The US Spends More on Healthcare than Other Countries

  06 Jan 2020

The United States spends more on healthcare than any other industrialized nation. But, this is one case where the economic tenant of “you get what you pay for,” does not seem to hold true. That is because all of that extra spending does not seem to result in better access to healthcare, or better outcomes for Americans.

A study published last week in the latest edition of the Journal of the American Medical Association (JAMA), found that the U.S. spends more money than any other country on healthcare, yet life expectancy is shorter, obesity is higher, and the rate of maternal and infant death is higher as well.

So where is all that money going? That is something the study was trying to find out, and the results may surprise you.

Researchers at Harvard University analyzed data from international organizations on types of spending and performance outcomes between the U.S. and other high-income countries: Canada, Germany, Australia, Japan, Sweden, France, Denmark, The Netherlands and Switzerland.

By comparison, one of the main drivers of the high healthcare costs in the U.S. is the cost of brand name prescription drugs. The researchers found that in the U.S. people spend – per person – nearly double on prescription drugs — $1,443 – as compared to the average of other countries which is $749.

The researchers also found that the US spends more but covers fewer people. In 2016, while only about 90 percent of the population had healthcare coverage, the U.S. spent about 18 percent of its GDP on health care. Other countries spent much less of their GDP on health care, ranging from 9 percent in Australia to 12 percent in Switzerland — while they had more than 99 percent of the populations with health care coverage.

All in all, the researchers concluded that, contrary to popular belief, healthcare utilization – or how many people are going to doctors, hospitals and other using the healthcare system — was not the most important factor in the differences between US spending and the spending for healthcare in the other countries compared. Instead, they said that two-thirds of the difference in healthcare costs between the U.S. and other countries were rolled up into medication costs, expensive tests and procedures and administrative costs.

Statistics Do Not Tell the Whole Story

While the JAMA study is one in a long line of studies that do indeed say that Americans spend more on healthcare and yet do not have better outcomes and indeed die younger than in other countries, those numbers do not tell the whole story.

For example, Americans live for 78.8 years, on average — less than the citizens of the other developed nations examined in the JAMA study.
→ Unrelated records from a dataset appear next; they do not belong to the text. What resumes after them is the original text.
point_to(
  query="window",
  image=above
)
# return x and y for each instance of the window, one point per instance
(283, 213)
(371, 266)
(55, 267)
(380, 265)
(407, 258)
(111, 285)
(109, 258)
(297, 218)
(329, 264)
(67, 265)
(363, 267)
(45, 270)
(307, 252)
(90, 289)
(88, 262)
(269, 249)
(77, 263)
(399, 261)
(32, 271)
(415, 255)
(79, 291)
However, several factors unrelated to our healthcare system explain Americans’ poor life expectancy. Our nation’s rate of gun deaths, for example, is ten times higher than that of other wealthy countries. Our death rate from car crashes is more than double that of other high-income nations. The U.S. drug overdose death rate is higher as well; Americans are twice as likely as Brits and six times as likely as the French to die of overdoses.

Americans are also heavier than citizens of other nations. More than 70 percent of U.S. adults are either overweight or obese, which increases their risk of premature death.
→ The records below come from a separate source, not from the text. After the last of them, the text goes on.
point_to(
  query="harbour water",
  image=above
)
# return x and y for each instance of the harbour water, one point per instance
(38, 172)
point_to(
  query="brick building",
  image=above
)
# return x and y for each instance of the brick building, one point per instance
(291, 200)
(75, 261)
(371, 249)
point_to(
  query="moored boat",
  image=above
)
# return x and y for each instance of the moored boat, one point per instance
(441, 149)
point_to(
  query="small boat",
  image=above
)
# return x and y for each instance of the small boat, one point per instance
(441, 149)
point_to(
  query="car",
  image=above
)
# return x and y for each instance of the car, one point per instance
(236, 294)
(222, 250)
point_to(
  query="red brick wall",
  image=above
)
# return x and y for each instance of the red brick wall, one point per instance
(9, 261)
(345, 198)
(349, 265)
None of these factors reflects on the quality of America’s doctors or hospitals. Yet they all contribute to our low life expectancy.

The U.S. healthcare system isn’t perfect. But it’s irresponsible to blame it entirely for our nation’s comparatively low life expectancy, high infant mortality, and other greater degree of poor health as found in the JAMA study — without acknowledging the societal factors behind those problems.